Las organizaciones armadas cometieron, además, atrocidades
indefendibles, utilizando la violencia no sólo contra los enemigos, sino
a menudo contra el propio pueblo y también contra aquellos compañeros
que presentaban diferencias políticas con su organización. Los
asesinatos de Roque Dalton y la comandante Ana María, en El Salvador,
son dos de los hechos más graves dentro del campo rebelde.
Sin embargo, eso no quiere decir que no haya que defenderse. No
debemos pasar al extremo opuesto de confiar en las fuerzas armadas del
sistema (como señala el vicepresidente de Bolivia), o despojar de su
carácter de clase a las fuerzas represivas. Los ejemplos del EZLN, del
pueblo mapuche de Chile, de la Guardia Indígena nasa en Colombia y de
los indígenas amazónicos de Bagua en el Perú muestran que es necesario y
posible organizar la defensa comunitaria colectiva.
La tercera cuestión es la más política y es la ética. En el legado del Che y
en la práctica de aquella generación, el poder ocupaba un lugar
central, algo que no podemos ni debemos negar. Pero la conquista del
poder era para beneficio del pueblo, nunca jamás para beneficio propio,
ni siquiera del grupo o partido que tomaba el poder estatal.

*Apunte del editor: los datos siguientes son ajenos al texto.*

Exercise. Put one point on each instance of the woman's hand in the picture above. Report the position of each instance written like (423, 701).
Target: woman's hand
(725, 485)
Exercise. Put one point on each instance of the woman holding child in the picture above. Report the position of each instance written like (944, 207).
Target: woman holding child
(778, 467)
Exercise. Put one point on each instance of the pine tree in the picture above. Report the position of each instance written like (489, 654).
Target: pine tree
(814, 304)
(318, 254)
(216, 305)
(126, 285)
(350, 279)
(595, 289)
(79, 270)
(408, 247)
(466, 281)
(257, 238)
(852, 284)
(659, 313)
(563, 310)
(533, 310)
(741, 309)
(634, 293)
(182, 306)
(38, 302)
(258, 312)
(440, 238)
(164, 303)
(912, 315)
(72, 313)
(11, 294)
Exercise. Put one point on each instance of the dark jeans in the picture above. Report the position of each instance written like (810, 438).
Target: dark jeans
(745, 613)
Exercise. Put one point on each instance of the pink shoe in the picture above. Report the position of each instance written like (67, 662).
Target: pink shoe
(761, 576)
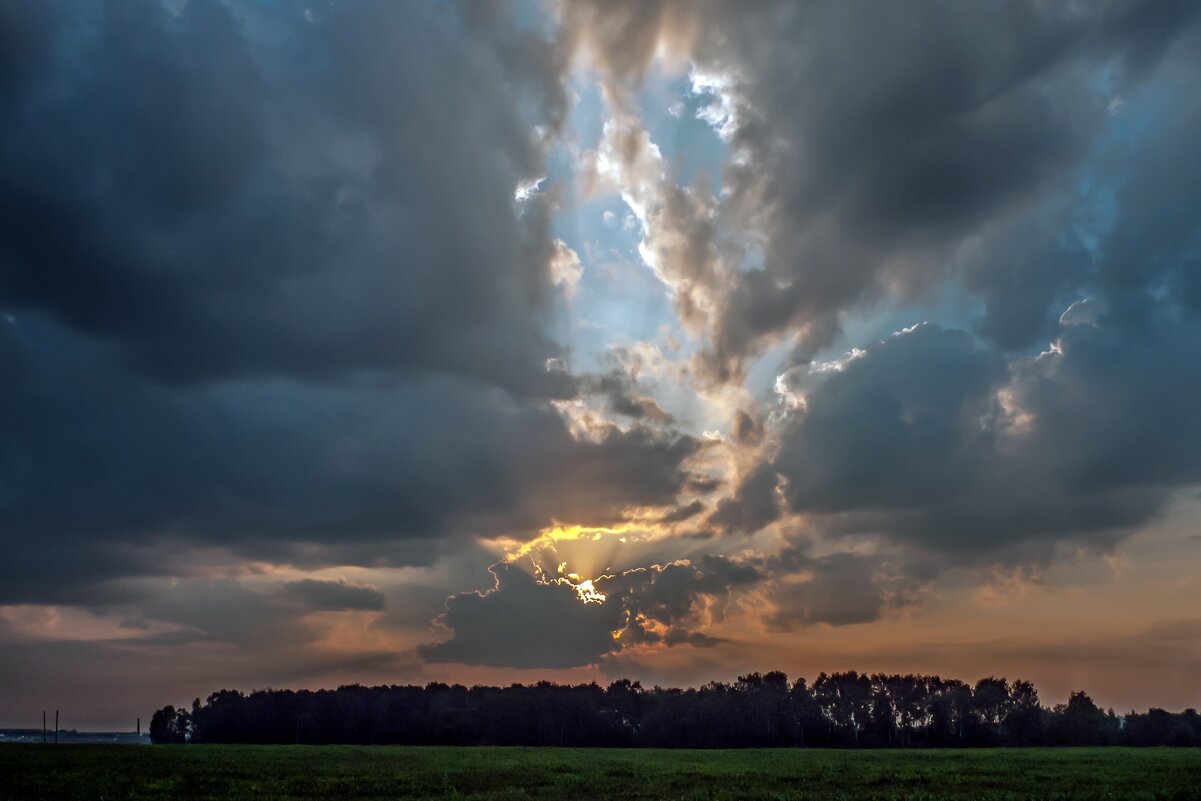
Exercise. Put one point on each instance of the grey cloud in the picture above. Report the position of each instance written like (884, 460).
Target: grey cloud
(266, 288)
(934, 442)
(523, 623)
(334, 596)
(683, 513)
(99, 466)
(873, 143)
(526, 622)
(838, 590)
(217, 195)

Sobre este tema hay una discusión abierta, en vista del balance
negativo del ejercicio del poder por los partidos soviético y chino,
entre otros. Pero más allá de los errores y horrores cometidos por los
poderes revolucionarios en el siglo XX, incluso más allá de si es
conveniente o no tomar el poder del Estado para cambiar el mundo, es
necesario recordar que el poder era considerado un medio para
transformar la sociedad, nunca un fin en sí mismo.
Sobre este asunto hay mucha tela donde cortar, en vista de la brutal
corrupción enquistada en algunos gobiernos y partidos progresistas (en
particular en Brasil y Venezuela), cuestiones que ya pocos se atreven a
negar.
La izquierda que necesitamos para el siglo XXI no puede sino tener
presente la historia de las luchas revolucionarias del pasado. Es
necesario incorporar aquel lema “ser como el Che”, pero sin caer en vanguardismos. Una buena actualización de ese espíritu puede ser
para todos todo, nada para nosotros. Lo mismo puede decirse del
mandar obedeciendo, que parece un importante antídoto contra el vanguardismo.

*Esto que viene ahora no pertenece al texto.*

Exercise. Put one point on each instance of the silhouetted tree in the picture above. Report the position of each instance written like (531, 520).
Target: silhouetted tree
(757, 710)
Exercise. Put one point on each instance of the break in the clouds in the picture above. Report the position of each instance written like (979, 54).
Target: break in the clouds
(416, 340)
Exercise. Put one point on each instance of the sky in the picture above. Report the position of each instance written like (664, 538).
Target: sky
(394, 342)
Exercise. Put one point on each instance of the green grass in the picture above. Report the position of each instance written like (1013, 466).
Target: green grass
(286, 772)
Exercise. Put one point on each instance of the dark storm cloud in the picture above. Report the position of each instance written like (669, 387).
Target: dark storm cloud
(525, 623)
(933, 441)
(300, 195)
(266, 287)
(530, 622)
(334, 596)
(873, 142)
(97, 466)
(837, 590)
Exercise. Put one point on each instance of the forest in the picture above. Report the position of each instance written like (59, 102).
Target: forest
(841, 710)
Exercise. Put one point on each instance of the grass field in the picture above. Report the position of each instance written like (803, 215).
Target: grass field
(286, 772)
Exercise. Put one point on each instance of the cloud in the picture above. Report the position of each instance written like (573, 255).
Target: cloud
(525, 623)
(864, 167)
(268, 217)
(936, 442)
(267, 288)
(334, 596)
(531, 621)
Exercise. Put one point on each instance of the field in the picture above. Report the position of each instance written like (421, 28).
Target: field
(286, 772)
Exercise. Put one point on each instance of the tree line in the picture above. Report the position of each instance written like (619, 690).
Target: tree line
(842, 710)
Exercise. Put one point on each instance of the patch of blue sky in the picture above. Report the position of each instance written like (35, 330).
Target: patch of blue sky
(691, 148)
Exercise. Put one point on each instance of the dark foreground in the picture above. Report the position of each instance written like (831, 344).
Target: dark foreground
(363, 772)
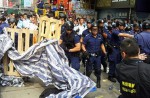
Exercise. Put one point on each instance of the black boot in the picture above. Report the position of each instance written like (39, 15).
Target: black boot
(98, 85)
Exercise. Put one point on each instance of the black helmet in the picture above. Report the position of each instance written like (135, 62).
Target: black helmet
(2, 18)
(62, 15)
(100, 21)
(146, 25)
(89, 21)
(110, 27)
(12, 20)
(136, 25)
(128, 28)
(94, 25)
(69, 25)
(120, 23)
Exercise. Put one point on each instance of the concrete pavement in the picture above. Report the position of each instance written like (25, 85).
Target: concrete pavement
(34, 88)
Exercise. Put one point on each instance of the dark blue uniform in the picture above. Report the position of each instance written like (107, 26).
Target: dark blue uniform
(115, 57)
(103, 57)
(63, 29)
(85, 32)
(69, 42)
(92, 46)
(132, 32)
(143, 40)
(4, 24)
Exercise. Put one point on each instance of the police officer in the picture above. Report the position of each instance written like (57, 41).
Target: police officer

Hay algo fundamental que no sería bueno dejar escapar. El tipo de
militantes que necesita la izquierda del siglo XXI debe estar modelado
por la
voluntad de sacrificio(Benjamin). Es evidente que la frase suena fatal en periodos como el actual, pero nada podemos conseguir sin deshacernos de esa tremenda fantasía de que es posible cambiar el mundo votando cada cinco años y consumiendo el resto del tiempo.